EM searches, BRP Raidiopulsar and FGRP Gamma-Ray Pulsar

Ian&Steve C.

Joined: 19 Jan 20

Posts: 3956

Credit: 46953272642

RAC: 64604711

CUDA 11 (470.xx) drivers will

9 Aug 2022 15:44:26 UTC

Message 199630

(moderation:

)

CUDA 11 (470.xx) drivers will support from current to all the way back to Kepler (GTX 600/700 series). I think that’s sufficiently old to support. How many connected devices are older than that and would be ostracized by the newer CUDA app? There can’t be that many Tesla/Fermi cards still in production on Einstein that it would be a big hit to lose them, can it?

so I guess the app is built in a way that it works with modern cards? With PTX version of kernels?

what’s the reason for wanting a CUDA app for Nvidia? Is the performance significantly better vs the OpenCL app?

_________________________________________________________________________

petri33

Joined: 4 Mar 20

Posts: 123

Credit: 4051725819

RAC: 6963874

Btw, There is a

10 Aug 2022 8:49:19 UTC

Message 199646 in response to message 199618

(moderation:

)

Btw,

There is a possibility for tasks not always validating - in BRP4 demod_binary_resamp_cpu.c function run_resampling there is a loop that sums ~4 million floats one by one. The sum will be slightly inaccurate due to precision loss in least significant bits when the sum grows bigger. I suggest you use double for the variable 'mean' when calculating the sum in the CPU code.

Petri

Bernd Machenschalk

Moderator

Administrator

Joined: 15 Oct 04

Posts: 4312

Credit: 250540625

RAC: 34308

@PETRI33: Thanks, that's an

10 Aug 2022 9:35:56 UTC

Message 199648

(moderation:

)

@PETRI33: Thanks, that's an important hint!

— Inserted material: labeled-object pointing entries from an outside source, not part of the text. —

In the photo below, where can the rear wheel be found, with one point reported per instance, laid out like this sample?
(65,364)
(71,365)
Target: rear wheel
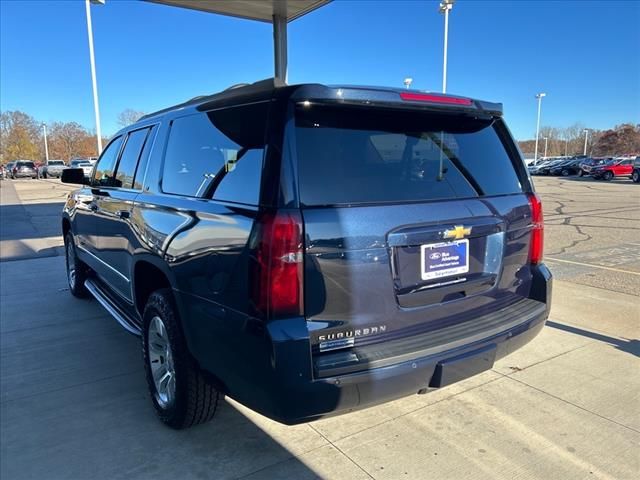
(180,394)
(76,269)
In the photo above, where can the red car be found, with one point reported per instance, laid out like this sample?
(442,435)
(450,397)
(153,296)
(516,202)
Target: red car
(614,168)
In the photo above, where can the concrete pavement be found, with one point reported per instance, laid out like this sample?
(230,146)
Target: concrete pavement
(73,401)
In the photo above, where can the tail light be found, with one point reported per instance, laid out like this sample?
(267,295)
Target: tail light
(430,98)
(537,231)
(277,269)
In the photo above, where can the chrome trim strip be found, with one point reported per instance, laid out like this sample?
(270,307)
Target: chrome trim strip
(104,263)
(95,291)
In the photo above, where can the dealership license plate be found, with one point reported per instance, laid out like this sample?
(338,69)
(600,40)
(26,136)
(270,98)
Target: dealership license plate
(444,259)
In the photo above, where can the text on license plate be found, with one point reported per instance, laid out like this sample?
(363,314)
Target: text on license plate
(444,259)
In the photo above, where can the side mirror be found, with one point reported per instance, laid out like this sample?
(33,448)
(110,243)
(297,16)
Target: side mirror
(74,175)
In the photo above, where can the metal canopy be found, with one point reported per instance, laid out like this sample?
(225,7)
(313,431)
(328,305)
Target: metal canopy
(276,12)
(260,10)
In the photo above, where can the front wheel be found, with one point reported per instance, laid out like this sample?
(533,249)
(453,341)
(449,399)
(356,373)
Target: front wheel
(179,392)
(76,269)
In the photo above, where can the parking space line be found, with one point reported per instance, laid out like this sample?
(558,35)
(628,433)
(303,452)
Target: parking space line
(551,259)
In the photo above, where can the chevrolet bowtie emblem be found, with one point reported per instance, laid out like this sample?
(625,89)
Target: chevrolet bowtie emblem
(458,232)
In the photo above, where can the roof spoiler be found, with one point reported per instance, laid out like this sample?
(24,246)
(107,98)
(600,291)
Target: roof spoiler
(393,98)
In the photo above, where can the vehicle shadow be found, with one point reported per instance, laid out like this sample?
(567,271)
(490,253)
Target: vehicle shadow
(631,346)
(74,401)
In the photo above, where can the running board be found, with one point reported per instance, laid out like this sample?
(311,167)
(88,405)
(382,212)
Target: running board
(112,309)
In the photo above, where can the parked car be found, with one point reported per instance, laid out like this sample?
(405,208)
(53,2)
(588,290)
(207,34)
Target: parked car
(8,169)
(635,173)
(24,169)
(85,165)
(589,164)
(53,168)
(613,168)
(566,168)
(545,168)
(311,250)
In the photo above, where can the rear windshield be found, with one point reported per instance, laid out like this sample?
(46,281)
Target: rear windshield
(350,156)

@Ian&Steve C.: For some reason the results of the CUDA version agree better with the CPU version, which is still our reference. And yes, performance is better, in particular when running multiple tasks in parallel. NVidias OpenCL drivers always require a full CPU core, even when doing nothing. I guess they do a "busy waiting" for the GPU kernels to finish.

Richard Haselgrove

Joined: 10 Dec 05

Posts: 2143

Credit: 2958419573

RAC: 712413

Bernd Machenschalk wrote:For

10 Aug 2022 10:50:34 UTC

Message 199650 in response to message 199648

(moderation:

)

Bernd Machenschalk wrote:

For some reason the results of the CUDA version agree better with the CPU version, which is still our reference. And yes, performance is better, in particular when running multiple tasks in parallel. NVidias OpenCL drivers always require a full CPU core, even when doing nothing. I guess they do a "busy waiting" for the GPU kernels to finish.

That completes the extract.